The behavior of Cr–Ni nanofilms on NiO(100) upon annealing and substrate-controlled oxidation studied by quantitative X-ray Photoelectron Spectroscopy

Abstract

The interplay between metallic and oxidized phases of Cr, Ni nanodeposits has been investigated via a model system. The evolution upon annealing in ultra-high vacuum of metallic Cr ultra-thin or nanoparticulate films of less than 0.7 nm equivalent thickness on a NiO(100) single crystal substrate has been studied by means of X-ray Photoelectron Spectroscopy (XPS), angle resolved XPS and Low Energy Ion scattering. The NiO substrate provided oxygen in a highly controllable fashion, at first to the metallic Cr film, causing its fast oxidation at 550 K with parallel stoichiometric surface reduction of NiO to metallic Ni. The latter was subsequently subjected to slow re-oxidation by oxygen from the NiO bulk upon annealing up to 940 K, thus leading to complex interfaces that may include simultaneously metallic Cr, Ni and their respective oxides, all found together within a few atomic layers.

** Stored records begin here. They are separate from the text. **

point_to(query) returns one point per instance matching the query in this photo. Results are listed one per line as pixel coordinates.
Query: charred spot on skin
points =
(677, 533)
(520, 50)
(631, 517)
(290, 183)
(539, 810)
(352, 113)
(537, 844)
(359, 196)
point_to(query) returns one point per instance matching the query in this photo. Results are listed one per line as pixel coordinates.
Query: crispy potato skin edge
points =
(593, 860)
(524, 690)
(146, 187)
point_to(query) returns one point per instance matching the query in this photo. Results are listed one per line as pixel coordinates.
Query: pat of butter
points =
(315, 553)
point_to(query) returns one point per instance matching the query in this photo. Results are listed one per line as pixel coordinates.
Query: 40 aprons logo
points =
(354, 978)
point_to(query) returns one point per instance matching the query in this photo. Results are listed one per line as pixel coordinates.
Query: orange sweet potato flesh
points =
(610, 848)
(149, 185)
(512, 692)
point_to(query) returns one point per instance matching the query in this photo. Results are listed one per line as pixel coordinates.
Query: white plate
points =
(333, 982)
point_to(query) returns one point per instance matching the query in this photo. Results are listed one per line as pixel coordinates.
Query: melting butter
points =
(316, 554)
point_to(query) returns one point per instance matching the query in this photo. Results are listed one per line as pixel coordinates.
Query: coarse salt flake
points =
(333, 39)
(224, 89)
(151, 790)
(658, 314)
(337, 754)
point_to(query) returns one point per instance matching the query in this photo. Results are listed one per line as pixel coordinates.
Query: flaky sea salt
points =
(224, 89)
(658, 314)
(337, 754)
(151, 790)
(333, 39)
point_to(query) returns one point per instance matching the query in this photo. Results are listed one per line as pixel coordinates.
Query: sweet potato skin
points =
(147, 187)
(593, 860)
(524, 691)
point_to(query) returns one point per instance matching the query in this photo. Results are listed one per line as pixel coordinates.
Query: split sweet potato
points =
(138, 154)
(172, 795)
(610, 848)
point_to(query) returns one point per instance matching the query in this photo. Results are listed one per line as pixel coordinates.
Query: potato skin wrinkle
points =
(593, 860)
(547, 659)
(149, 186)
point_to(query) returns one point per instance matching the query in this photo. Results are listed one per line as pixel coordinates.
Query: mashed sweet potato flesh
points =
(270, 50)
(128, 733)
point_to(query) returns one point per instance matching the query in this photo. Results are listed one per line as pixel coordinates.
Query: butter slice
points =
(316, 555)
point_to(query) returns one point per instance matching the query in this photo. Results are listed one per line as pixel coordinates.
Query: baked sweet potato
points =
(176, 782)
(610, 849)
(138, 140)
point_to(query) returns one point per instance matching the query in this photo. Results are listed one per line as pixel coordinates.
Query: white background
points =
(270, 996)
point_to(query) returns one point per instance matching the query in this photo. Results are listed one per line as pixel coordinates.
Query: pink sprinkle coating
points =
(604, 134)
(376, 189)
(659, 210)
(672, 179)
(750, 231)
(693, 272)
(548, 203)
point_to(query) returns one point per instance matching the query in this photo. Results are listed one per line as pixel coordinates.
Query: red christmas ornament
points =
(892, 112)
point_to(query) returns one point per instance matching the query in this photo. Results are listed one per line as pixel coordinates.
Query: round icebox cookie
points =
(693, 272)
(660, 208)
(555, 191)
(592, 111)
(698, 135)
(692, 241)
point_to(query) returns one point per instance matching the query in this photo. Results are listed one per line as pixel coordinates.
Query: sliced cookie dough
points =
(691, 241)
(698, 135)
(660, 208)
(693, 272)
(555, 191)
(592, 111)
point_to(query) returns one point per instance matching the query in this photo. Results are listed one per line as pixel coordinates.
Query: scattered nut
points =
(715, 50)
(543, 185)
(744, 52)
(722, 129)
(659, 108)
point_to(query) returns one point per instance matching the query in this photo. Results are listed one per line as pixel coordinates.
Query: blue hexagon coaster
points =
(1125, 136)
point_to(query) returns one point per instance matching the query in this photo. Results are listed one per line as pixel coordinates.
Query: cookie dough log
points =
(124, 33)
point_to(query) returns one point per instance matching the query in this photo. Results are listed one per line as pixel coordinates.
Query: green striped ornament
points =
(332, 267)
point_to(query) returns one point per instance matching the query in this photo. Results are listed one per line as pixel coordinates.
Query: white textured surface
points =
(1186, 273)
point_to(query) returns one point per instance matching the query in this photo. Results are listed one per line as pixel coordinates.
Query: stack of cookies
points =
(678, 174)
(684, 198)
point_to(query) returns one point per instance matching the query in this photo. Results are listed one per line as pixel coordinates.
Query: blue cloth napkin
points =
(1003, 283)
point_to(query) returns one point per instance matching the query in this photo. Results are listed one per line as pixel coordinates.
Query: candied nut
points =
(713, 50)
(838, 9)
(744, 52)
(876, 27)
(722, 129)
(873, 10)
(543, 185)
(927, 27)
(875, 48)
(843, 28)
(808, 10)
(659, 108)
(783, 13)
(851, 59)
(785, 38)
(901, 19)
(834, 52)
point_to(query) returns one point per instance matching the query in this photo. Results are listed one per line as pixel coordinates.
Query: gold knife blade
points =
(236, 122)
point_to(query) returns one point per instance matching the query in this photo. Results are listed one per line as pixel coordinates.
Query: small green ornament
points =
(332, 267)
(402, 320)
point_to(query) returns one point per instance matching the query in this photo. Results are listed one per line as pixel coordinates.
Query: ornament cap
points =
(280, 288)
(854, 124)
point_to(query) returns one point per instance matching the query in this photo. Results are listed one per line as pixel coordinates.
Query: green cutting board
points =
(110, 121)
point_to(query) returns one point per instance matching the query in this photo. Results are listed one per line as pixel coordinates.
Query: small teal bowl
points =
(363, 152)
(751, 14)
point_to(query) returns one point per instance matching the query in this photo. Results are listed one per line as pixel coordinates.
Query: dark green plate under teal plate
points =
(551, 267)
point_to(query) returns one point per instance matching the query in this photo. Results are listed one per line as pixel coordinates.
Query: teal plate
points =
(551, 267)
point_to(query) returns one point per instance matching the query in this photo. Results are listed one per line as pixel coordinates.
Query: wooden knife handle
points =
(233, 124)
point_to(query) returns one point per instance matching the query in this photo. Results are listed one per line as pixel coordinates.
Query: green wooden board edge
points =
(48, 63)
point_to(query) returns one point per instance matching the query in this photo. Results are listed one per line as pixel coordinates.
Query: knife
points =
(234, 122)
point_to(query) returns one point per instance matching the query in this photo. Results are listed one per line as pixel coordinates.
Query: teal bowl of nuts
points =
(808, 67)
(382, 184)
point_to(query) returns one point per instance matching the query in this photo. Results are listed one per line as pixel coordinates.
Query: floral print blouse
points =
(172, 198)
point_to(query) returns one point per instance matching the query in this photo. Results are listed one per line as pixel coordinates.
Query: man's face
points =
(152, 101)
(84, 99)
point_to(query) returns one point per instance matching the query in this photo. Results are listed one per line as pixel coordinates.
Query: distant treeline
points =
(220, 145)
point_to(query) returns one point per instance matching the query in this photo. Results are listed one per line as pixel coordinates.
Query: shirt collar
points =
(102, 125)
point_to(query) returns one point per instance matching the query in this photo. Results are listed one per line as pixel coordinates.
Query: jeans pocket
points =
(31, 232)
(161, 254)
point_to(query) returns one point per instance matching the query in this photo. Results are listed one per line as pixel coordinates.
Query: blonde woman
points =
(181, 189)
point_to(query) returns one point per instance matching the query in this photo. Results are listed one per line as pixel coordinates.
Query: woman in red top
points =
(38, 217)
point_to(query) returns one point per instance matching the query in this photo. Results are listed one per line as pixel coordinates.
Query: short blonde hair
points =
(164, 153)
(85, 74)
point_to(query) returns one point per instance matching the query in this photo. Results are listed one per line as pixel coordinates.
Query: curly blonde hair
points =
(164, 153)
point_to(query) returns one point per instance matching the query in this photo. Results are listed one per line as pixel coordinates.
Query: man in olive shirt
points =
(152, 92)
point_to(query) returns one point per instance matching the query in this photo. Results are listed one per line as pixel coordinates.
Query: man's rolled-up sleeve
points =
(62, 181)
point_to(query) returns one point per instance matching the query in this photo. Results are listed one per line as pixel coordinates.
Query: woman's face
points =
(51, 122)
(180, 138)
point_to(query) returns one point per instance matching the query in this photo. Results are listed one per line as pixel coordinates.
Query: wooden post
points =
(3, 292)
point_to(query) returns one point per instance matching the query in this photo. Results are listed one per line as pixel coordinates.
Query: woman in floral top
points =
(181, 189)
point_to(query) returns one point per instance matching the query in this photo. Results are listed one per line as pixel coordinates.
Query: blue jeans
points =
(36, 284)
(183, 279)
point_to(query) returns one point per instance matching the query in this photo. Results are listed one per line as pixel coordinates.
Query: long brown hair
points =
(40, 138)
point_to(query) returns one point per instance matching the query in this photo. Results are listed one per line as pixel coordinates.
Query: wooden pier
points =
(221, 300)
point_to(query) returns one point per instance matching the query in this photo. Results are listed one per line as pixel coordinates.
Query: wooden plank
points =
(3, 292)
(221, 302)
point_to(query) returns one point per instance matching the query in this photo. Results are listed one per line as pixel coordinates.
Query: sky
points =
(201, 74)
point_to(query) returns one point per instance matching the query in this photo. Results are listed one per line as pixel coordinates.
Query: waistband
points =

The step-by-step monitoring of the evolution of the interfaces by XPS at various stages of annealing and the simulation of quantitative XPS data for alternative spatial distribution models of the co-existing phases yield structural information about the stacked layers produced by oxidation of Cr to Cr2O3 and metallic Ni, the re-oxidation of Ni0 via oxygen supplied by the NiO substrate and finally a mixing of the two oxides at 940 K with probable formation of a NiCr2O4 spinel.